The partnership aims to address long-standing manufacturing as well as quality control challenges that have slowed the development of CAR T therapies for solid tumors. It focuses on City of Hope’s IL13RA2-EGFR targeting CAR T cell program, known as CARpool.
The therapy is designed to treat glioblastoma, a disease with an estimated 300,000 new diagnoses worldwide each year.
City of Hope is a recognized leader in CAR T research for glioblastoma. It was also the first institution to administer CAR T cells directly into the brain via local tumor injection.

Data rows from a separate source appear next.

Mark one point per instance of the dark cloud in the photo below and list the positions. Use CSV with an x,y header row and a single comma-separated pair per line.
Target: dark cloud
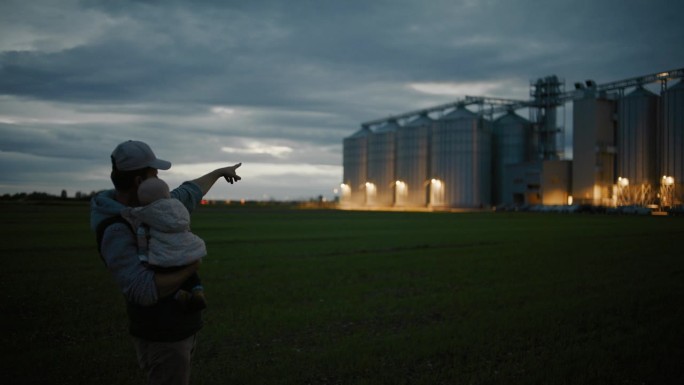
x,y
77,77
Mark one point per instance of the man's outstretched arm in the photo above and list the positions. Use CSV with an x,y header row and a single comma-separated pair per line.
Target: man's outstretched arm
x,y
206,181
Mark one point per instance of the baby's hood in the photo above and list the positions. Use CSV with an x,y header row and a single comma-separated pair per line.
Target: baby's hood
x,y
167,215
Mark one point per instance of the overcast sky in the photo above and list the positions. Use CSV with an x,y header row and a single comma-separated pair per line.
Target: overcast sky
x,y
277,85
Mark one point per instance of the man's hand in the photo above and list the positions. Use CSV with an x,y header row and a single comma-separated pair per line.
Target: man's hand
x,y
229,173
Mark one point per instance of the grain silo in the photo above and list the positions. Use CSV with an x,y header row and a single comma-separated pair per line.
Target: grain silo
x,y
460,166
381,165
593,149
512,144
637,128
355,161
412,162
671,146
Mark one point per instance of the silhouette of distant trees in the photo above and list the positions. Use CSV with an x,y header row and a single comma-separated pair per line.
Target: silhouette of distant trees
x,y
42,196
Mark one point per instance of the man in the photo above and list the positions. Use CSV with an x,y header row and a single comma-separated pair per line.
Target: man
x,y
164,334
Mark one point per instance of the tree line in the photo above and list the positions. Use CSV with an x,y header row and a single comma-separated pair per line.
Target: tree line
x,y
43,196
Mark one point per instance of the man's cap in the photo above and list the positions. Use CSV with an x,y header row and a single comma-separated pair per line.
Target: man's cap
x,y
135,155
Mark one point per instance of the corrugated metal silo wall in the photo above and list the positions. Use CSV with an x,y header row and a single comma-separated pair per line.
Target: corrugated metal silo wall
x,y
412,162
636,137
512,143
592,128
672,139
354,163
461,158
381,146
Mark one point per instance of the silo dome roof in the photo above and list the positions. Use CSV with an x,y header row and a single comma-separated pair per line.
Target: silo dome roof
x,y
459,113
422,120
389,126
640,91
364,131
511,117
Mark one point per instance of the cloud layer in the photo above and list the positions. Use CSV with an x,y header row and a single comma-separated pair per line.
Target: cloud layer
x,y
277,85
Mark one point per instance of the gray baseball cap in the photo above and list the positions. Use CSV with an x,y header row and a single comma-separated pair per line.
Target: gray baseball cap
x,y
135,155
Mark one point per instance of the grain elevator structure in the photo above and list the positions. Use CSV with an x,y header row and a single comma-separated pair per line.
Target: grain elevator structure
x,y
481,152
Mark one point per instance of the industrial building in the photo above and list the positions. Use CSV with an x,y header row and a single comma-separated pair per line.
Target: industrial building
x,y
479,152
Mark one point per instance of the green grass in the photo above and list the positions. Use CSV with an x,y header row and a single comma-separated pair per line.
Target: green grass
x,y
342,297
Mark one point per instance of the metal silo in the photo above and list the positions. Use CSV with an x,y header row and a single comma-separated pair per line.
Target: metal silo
x,y
460,165
355,163
671,149
512,144
636,137
412,162
381,165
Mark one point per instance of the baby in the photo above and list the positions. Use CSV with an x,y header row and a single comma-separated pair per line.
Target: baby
x,y
165,241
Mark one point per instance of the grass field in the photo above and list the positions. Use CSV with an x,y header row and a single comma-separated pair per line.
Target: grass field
x,y
341,297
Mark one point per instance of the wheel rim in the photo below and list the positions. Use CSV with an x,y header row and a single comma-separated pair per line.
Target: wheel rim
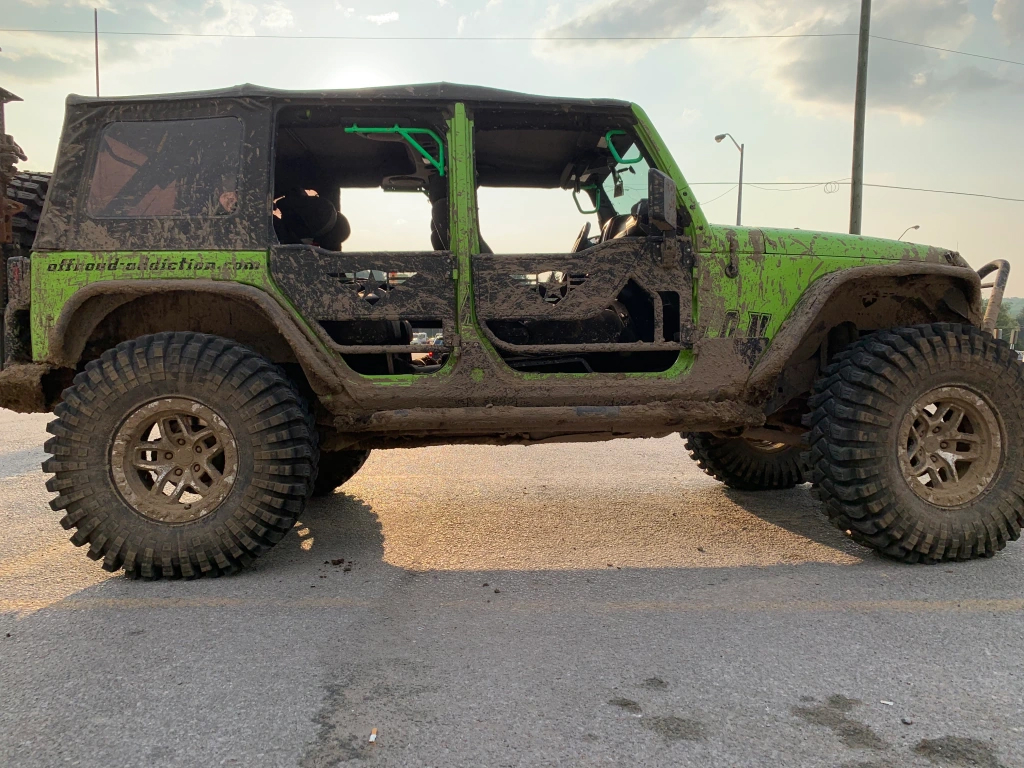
x,y
950,446
174,460
767,446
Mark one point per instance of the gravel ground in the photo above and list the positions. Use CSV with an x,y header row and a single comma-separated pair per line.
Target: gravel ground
x,y
556,605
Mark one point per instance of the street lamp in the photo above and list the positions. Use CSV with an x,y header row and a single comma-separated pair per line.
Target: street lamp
x,y
739,200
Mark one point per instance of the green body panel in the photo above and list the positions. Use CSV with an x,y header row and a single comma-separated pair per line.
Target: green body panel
x,y
776,267
56,276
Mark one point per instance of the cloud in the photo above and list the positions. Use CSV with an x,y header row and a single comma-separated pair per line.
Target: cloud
x,y
818,73
43,68
1010,15
381,18
278,16
634,18
46,58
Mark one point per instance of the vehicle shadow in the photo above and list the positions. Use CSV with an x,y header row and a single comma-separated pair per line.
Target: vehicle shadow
x,y
798,511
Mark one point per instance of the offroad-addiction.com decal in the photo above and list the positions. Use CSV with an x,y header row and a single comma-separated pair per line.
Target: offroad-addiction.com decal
x,y
150,264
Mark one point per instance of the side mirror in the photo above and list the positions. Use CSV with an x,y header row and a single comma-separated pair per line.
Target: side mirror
x,y
662,201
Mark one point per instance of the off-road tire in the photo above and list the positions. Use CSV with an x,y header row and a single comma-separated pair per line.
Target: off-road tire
x,y
29,189
337,468
742,465
269,426
857,455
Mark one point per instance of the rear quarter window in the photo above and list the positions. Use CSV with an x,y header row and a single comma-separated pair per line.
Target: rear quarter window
x,y
169,168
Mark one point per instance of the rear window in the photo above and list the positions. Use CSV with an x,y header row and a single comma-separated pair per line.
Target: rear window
x,y
182,168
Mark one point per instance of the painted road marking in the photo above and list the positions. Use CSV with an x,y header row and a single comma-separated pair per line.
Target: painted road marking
x,y
967,605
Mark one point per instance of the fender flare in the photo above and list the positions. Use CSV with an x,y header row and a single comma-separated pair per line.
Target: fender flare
x,y
89,305
807,312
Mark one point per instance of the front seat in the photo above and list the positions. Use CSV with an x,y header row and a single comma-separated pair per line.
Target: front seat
x,y
310,219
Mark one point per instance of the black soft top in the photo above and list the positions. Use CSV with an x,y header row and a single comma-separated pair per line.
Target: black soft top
x,y
422,92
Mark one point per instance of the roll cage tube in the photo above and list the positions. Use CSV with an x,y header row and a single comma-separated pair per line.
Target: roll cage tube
x,y
408,133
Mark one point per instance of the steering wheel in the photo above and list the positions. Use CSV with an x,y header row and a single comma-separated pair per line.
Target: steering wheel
x,y
582,239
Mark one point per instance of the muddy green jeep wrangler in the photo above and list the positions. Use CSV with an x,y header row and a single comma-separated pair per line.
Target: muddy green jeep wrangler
x,y
215,349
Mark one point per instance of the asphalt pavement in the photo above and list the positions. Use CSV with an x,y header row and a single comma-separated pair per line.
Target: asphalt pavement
x,y
553,605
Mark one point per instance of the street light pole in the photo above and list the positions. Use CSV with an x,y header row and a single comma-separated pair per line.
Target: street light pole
x,y
860,110
739,198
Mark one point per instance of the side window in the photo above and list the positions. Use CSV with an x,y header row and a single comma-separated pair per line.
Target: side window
x,y
345,181
557,189
167,168
361,217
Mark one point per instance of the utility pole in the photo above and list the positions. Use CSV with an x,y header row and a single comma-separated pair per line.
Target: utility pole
x,y
739,199
860,109
742,152
95,40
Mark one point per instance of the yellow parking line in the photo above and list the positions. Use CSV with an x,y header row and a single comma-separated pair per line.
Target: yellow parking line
x,y
971,605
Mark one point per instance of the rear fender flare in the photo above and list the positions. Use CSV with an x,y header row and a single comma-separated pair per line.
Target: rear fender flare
x,y
88,306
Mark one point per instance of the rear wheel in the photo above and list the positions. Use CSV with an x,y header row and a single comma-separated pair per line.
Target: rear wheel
x,y
180,455
914,442
747,465
29,189
337,468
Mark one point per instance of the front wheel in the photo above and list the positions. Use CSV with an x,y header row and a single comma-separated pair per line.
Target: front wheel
x,y
747,465
180,455
914,442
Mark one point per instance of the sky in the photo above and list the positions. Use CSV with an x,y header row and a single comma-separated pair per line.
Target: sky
x,y
935,120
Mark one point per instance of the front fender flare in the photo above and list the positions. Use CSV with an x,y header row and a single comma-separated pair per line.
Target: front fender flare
x,y
806,316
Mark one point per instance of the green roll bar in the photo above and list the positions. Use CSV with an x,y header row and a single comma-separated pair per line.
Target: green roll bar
x,y
614,152
408,133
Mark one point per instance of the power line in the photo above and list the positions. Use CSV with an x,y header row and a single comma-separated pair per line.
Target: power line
x,y
479,38
453,38
709,202
813,184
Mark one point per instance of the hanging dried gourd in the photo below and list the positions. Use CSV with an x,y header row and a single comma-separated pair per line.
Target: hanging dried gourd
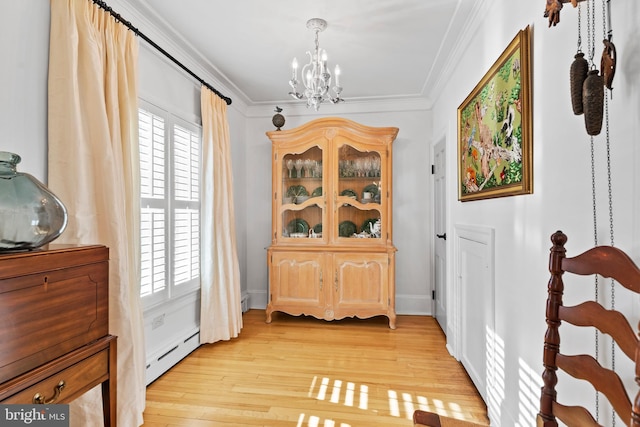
x,y
593,86
609,56
608,63
593,102
578,72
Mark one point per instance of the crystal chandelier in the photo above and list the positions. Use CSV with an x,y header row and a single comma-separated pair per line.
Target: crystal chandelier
x,y
315,75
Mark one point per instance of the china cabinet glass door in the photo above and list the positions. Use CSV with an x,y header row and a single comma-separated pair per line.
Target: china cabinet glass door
x,y
358,194
302,192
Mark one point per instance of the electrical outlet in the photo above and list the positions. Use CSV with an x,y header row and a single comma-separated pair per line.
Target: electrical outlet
x,y
157,322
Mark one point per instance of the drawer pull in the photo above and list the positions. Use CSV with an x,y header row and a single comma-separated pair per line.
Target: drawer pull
x,y
40,399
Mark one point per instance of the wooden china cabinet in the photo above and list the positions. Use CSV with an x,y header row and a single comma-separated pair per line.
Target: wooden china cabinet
x,y
332,254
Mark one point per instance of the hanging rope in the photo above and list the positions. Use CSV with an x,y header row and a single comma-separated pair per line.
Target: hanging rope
x,y
591,51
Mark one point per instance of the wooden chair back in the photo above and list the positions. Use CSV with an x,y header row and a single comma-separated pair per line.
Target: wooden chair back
x,y
608,262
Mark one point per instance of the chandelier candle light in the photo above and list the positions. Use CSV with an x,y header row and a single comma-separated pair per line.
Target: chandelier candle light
x,y
315,75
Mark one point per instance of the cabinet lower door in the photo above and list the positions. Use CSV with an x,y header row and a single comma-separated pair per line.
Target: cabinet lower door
x,y
361,284
296,283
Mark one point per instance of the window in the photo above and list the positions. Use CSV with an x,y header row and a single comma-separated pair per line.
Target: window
x,y
169,205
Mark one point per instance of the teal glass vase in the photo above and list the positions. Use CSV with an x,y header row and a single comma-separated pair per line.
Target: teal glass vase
x,y
30,215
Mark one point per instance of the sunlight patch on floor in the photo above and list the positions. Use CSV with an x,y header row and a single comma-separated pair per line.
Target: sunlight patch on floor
x,y
401,405
529,385
495,373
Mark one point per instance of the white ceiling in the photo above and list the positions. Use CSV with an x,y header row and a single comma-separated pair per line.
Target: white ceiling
x,y
385,48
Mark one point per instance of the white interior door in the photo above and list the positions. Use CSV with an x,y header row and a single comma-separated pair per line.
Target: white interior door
x,y
440,228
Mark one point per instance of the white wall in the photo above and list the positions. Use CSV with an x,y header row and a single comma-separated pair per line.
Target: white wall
x,y
24,45
562,181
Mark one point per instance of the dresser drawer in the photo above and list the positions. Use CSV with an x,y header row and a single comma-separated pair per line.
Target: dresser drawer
x,y
74,381
58,303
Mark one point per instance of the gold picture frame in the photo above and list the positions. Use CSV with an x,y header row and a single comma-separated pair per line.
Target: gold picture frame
x,y
495,128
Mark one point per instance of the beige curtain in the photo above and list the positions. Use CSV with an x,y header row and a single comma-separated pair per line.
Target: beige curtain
x,y
93,168
220,311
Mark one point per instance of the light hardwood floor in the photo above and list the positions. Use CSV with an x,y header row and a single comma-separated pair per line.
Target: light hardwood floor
x,y
300,371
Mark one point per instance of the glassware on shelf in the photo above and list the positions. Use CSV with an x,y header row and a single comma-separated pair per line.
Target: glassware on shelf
x,y
290,166
299,164
308,166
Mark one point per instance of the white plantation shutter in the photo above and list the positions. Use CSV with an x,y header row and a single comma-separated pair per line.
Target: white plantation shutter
x,y
186,147
170,206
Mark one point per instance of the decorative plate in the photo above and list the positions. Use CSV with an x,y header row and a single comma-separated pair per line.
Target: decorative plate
x,y
371,188
317,192
349,193
365,224
297,190
298,225
346,229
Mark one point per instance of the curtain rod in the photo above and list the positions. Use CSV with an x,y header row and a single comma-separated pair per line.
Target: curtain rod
x,y
138,33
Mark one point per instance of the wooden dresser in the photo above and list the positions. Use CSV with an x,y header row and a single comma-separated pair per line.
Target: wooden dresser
x,y
54,326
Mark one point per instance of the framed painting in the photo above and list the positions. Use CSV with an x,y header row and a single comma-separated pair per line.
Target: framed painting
x,y
495,128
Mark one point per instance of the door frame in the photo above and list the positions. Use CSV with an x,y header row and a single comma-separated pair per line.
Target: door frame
x,y
441,140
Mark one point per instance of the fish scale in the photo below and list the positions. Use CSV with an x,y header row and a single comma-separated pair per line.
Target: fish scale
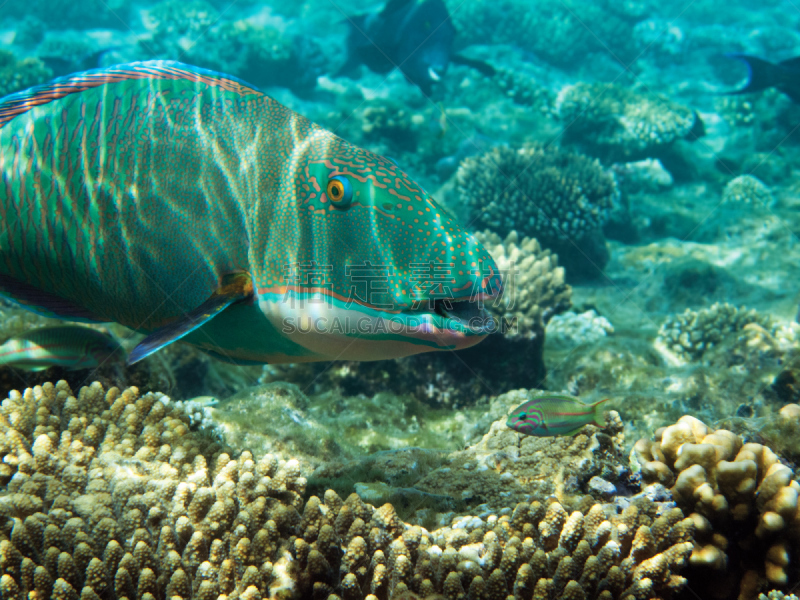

Under the agreement, City of Hope will evaluate Cellares’ Cell Shuttle automated manufacturing platform alongside its Cell Q automated quality control system. The goal is to enable reliable, high-throughput production and standardized quality control of CAR T therapies for solid tumors.
By engaging at the preclinical stage, the partners plan to establish scalable, reproducible manufacturing processes and analytics. They hope to accelerate the therapy’s progression into clinical trials – and, ultimately, to support global patient demand.

“Manual, fragmented manufacturing and quality control cannot meet the scale required for large solid tumor patient populations,” said Fabian Gerlinghaus, co-founder and CEO of Cellares. “By collaborating with City of Hope, we will remove these bottlenecks through automation, enabling reproducible manufacturing, lowering failure rates, and expanding patient access at commercial scale.”
Christine Brown is deputy director of the T Cell Therapeutics Research Laboratories at City of Hope. She noted glioblastoma remains one of the most challenging solid tumors to treat.
“Advancing CAR T therapies in this setting requires not only rigorous translational science but also high controlled and reproducible manufacturing,” said Brown. “We are excited to incorporate automation early in development to standardize processes and analytics, enabling the consistency required for effective clinical translation.”
The announcement comes on the heels of another recent one from Cellares that NJBIZ reported on. Under that agreement, Autolus Therapeutics will evaluate whether Cellares’ automated Cell Shuttle platform can support expanded commercial production of its U.S. Food & Drug Administration-approved CAR T therapy, Aucatzyl.
Cellares has a manufacturing facility in Bridgewater.